Why Failing Companies Still Pay Bonuses

Many people can't understand is how failing companies can pay out staggering bonuses - often to the very employees who got them into trouble in the first place.

But Wall Street firms say bonuses are an important incentive for employees. Although some work better than others, as CBS News chief business correspondent Anthony Mason reports.

It's the way Wall Street has done business for decades: Rewarding it's star producers with extravagant bonuses - more than $18 billion last year, an average of $112,000 per worker.

Those bonuses have recently come under widespread criticism

"The problem is the incentive structure," said Rep. Barney Frank, D-Mass. "Heads they win, tails they break even."

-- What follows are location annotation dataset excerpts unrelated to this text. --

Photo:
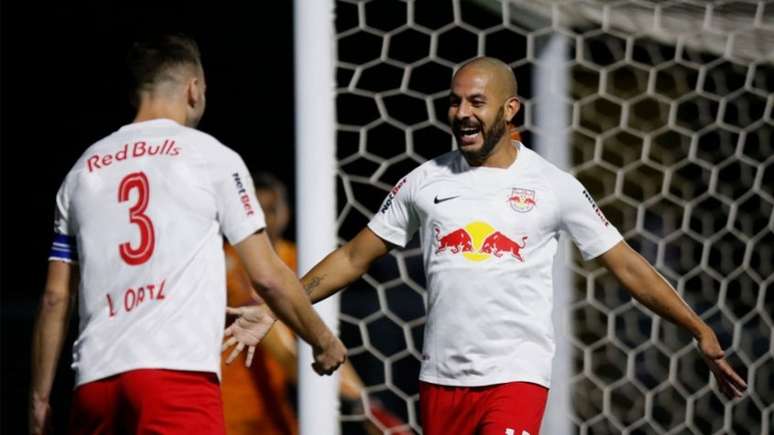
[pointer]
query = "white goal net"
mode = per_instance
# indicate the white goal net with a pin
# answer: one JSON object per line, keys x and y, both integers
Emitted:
{"x": 670, "y": 127}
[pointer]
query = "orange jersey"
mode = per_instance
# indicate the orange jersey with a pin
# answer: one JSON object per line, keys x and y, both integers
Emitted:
{"x": 255, "y": 398}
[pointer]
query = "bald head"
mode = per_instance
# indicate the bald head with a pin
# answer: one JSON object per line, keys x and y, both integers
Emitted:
{"x": 501, "y": 76}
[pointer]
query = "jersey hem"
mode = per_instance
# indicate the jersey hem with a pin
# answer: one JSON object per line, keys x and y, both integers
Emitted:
{"x": 86, "y": 378}
{"x": 484, "y": 382}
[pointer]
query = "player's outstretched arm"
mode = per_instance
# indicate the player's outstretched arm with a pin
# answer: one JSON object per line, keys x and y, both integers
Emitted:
{"x": 283, "y": 293}
{"x": 48, "y": 338}
{"x": 653, "y": 291}
{"x": 344, "y": 265}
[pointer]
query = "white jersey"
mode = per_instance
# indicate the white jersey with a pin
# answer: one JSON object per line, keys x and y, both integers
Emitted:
{"x": 147, "y": 208}
{"x": 489, "y": 237}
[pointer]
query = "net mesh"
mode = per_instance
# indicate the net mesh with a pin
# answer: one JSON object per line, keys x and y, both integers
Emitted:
{"x": 671, "y": 130}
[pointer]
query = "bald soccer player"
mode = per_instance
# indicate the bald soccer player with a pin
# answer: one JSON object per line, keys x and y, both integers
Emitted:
{"x": 489, "y": 216}
{"x": 139, "y": 228}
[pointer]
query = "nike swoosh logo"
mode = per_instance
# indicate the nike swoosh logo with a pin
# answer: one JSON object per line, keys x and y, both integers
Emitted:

On Wall Street, you earn a bonus for delivering business, even if the company has a bad year. The banks say those incentives helps them lure and motivate their top talent.

"Incentives work when they're designed appropriately," says David Wise, a compensation consultant.

Wise says that the good incentives keep executives working in the company's best interests; reward long term performance; and, most importantly, don't pay out when the company fails to perform.

"And most of the incentive plans in America usually fail one of those three tests," Wise says.

"The bonus structure on Wall Street has contributed mightily to the global financial meltdown," says University of Maryland economist Peter Morici.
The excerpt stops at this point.